One big difference between Abraham's story and ours is this: We often don't have a vivid conversation in which we see the future and its paths before us. Nor can we easily tell what exact difference our prayers make. It's like asking what would have happened if Ronald Reagan had not been elected president. We know what history was like with him as president, but we can only guess what it would have been like if Walter Mondale had been elected. At one level, we know that our one little vote didn't make a difference. At another level, every little vote for Ronald Reagan did.
At an even more profound level, my little prayer doesn't seem to make a difference, and yet it does. The biblical teaching is that it alters the future, though we cannot say exactly how the future would have been without our prayers. This is a rather sobering idea: God is not merely in the business of running the planet, but he invites us to help him run it. As such, he lets us in on his larger plan and then as we'll see in a moment allows us to help shape that plan.

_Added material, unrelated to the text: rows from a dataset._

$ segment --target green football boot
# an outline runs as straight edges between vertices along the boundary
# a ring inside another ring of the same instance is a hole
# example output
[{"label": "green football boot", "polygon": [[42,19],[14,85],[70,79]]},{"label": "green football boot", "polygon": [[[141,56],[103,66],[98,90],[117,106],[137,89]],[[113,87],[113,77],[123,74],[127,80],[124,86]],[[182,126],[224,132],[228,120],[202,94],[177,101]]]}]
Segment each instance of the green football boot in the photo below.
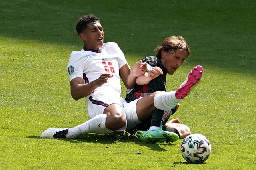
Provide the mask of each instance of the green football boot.
[{"label": "green football boot", "polygon": [[135,136],[141,141],[147,142],[164,141],[166,143],[173,142],[179,139],[179,136],[171,132],[164,131],[162,128],[149,130],[146,131],[137,131]]}]

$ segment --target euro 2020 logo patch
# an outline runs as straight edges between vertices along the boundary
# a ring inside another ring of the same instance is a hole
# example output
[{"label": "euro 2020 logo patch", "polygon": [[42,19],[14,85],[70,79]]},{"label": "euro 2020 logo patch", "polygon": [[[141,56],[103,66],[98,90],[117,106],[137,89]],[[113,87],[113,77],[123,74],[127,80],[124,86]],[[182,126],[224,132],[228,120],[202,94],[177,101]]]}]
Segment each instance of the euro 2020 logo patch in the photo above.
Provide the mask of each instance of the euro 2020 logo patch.
[{"label": "euro 2020 logo patch", "polygon": [[69,74],[70,75],[71,75],[74,73],[74,67],[72,65],[70,65],[69,67],[68,67],[68,74]]}]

This naturally changes the setting of prayer. Honest prayer will always be about my world and my personal concerns. But here we see that it is much larger than that. We are not only coming before a loving father with our personal needs in prayer, but we are also sitting in a board meeting in which our future and even the future of the planet is being discussed.
Thy Will Be Done My Way
This dialogue also illustrates another point: "Thy will be done" is the last prayer we pray, not the first. Ultimately, we're concerned about aligning our wills with God's, and when God seems intent on letting things take a certain course, we should submit as gracefully as we can. But in the meantime, we're free to argue, gripe, complain, wrestle, and fight with God. That is prayer at its most dynamic.

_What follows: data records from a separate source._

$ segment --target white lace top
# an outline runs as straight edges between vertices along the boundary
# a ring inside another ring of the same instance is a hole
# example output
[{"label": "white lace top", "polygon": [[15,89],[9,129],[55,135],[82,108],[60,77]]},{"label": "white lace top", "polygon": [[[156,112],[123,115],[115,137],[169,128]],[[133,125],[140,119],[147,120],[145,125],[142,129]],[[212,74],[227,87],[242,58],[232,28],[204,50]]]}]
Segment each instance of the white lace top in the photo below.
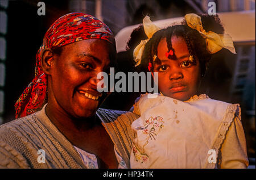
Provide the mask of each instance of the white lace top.
[{"label": "white lace top", "polygon": [[131,125],[137,136],[133,140],[131,168],[248,166],[238,104],[213,100],[205,94],[185,102],[144,95],[134,112],[141,117]]}]

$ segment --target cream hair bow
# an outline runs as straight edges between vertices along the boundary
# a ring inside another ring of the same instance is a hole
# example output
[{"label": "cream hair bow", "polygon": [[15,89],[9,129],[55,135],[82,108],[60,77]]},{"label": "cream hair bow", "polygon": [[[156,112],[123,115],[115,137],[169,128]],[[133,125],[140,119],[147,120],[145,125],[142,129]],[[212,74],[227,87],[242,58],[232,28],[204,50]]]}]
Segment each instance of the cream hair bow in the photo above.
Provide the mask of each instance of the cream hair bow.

As we have noted again and again, prayer is conversation with God, the means of conducting a dynamic relationship and an honest relationship. Abraham questions the great Judge's very sense of justice and keeps pursuing him until he gets a satisfactory answer.

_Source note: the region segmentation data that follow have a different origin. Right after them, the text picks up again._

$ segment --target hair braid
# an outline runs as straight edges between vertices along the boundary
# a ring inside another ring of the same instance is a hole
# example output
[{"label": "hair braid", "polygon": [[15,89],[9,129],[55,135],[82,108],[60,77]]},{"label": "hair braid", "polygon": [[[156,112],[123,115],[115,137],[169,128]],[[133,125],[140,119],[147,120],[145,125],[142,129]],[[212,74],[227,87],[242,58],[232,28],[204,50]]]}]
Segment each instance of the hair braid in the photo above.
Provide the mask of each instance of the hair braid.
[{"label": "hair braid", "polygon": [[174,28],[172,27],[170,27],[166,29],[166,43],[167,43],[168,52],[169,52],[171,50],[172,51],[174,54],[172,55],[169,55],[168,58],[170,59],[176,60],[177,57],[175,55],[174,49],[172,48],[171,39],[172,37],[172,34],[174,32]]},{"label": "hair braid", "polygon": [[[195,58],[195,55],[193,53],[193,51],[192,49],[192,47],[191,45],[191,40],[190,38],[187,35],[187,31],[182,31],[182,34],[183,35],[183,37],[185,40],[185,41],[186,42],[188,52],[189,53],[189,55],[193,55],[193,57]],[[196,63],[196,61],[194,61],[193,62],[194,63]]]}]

In his book Daring to Draw Near: People in Prayer, writer John White says this: "You cannot have a relationship with God without standing, at one time or another, precisely where Abraham stood." He goes on to explain his own dismay at various biblical incidents: one where God is said to have killed a man for simply touching the chest that held the Ten Commandments (2 Samuel 6:6).
"I remember kneeling on the boards of an old church hall, begging God to show me that he was not the God of 2 Samuel 6. How could I preach his saving mercy if he were in fact a petulant tyrant?
"I was frightened both by what I seemed to be seeing and by my own temerity in daring to judge the judge of the universe. Lord, how could you be like that? And his answer has always been to show me more of himself than I had seen before, so that my tears and perplexity gave way to awe and to worship."
True submission to God comes not by blindly and naively accepting whatever happens, but by working through your thoughts and emotions honestly and persistently with the one you both question and want to submit to.
At any rate, these are but some of the riches this dynamic prayer yields. It is well worth many a morning's meditation.